By Amy Young
Upside Consulting Group
Robo advice has made a lot of things easier: it digitized onboarding, simplified risk profiling and automated portfolio construction and rebalancing.
However, it has failed to address one critical thing; most of the consumers who are likely to embrace a simple digital solution have little or no savings to invest.
As a result, they simply don’t think of investing as something that’s for people like them, which makes them very expensive to acquire.
In contrast, a microinvesting tool that draws people to investing by helping them save is a very different proposition.
The wealth management industry has an opportunity to cost effectively serve millions of new consumers by using tools that facilitate saving as a springboard into investing.

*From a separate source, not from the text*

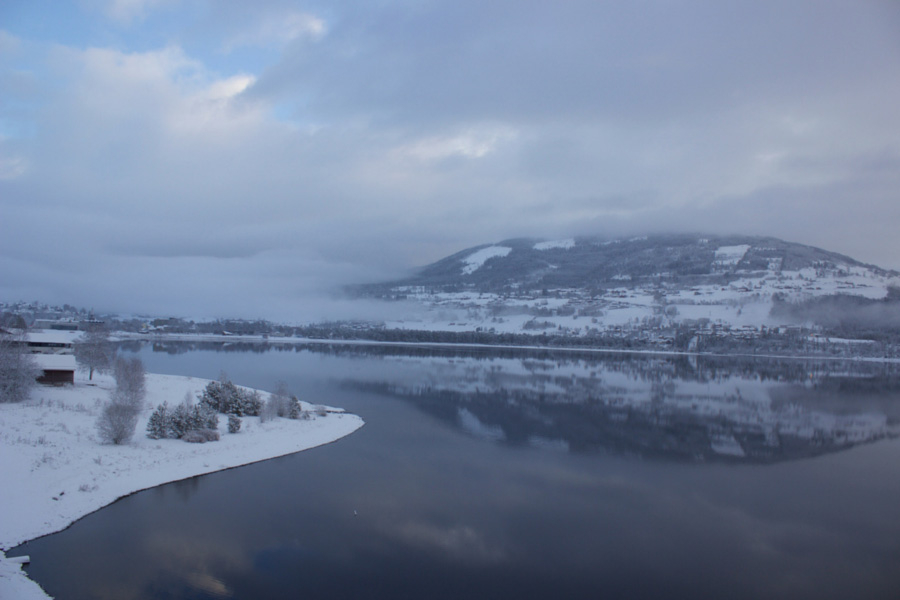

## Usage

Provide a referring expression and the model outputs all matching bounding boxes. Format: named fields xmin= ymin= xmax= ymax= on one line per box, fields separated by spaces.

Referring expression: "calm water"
xmin=16 ymin=345 xmax=900 ymax=599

most of the consumers who are likely to embrace a simple digital solution have little or no savings to invest
Think about how your parents taught you to ride a two-wheeled bike. They started out holding the seat, and when you got to the end of the block you realized they’d let go and you were doing it all on your own. The knowledge that you could do it instilled the motivation and confidence to keep trying.

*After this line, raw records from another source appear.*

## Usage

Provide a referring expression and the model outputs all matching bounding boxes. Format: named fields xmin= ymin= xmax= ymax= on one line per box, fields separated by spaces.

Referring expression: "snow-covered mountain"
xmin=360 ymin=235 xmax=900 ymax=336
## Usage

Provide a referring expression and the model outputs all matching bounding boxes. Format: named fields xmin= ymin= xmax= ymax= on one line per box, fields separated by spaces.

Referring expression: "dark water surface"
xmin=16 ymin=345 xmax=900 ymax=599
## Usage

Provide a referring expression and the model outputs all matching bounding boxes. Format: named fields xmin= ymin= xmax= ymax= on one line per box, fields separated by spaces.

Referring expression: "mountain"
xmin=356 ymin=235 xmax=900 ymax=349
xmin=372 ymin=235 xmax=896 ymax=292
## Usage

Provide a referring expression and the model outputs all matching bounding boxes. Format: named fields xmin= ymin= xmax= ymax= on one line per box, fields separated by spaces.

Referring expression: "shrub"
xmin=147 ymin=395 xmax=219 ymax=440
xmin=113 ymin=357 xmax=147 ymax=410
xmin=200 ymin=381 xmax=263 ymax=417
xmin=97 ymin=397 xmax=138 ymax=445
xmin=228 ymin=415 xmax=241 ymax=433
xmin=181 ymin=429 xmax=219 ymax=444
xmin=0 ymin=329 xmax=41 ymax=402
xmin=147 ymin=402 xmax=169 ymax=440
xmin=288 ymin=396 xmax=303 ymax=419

This is exactly what microinvesting does. It shows consumers that they can indeed save, and then simplifies the investing journey by automatically investing those savings in a diversified portfolio.
The impact of these tools was modest when all they could do was round up coffee purchases.
However, recent enhancements show the potential these tools have to help users save much larger amounts of money:
- doubling or tripling round-ups (30% of Acorns customers are doing this)
- prompting people to save additional amounts at daily, weekly or monthly intervals (17% of Acorns users who viewed this feature signed up)
- analyzing the user’s income and spending patterns and proactively transferring money to savings (the average Digit saves up to $170/month with this approach).
Critics of using behavioral nudges to drive retirement saving all point to the fact that while they help people save a bit of money, they don’t go far enough to prepare people for the full cost of retirement. What these critics overlook is the power of momentum. Once consumers see that they can save a little with no effort, they’re willing to make a bit of effort to save more.
small behaviour changes today have big payoffs in the long run
Microinvesting tools are now offering personalized guidance to keep users progressing on their investing journey, with continual reinforcement that small behaviour changes today have big payoffs in the long run.
The ability of microinvesting to help consumers save progressively larger sums, will transform the wealth management industry. Once a firm has the infrastructure to analyze user transactions and deliver the relevant saving nudges, it effectively reduces the marginal cost of acquiring a dollar of assets to near zero – for firms that already have customer relationships.
Banks could dramatically improve the financial well-being of their customers – and grow investable assets – by embedding these features as the default configuration of every chequing and credit card account. Hopefully the recent partnership between PayPal and Acorns will encourage them to embrace this important opportunity.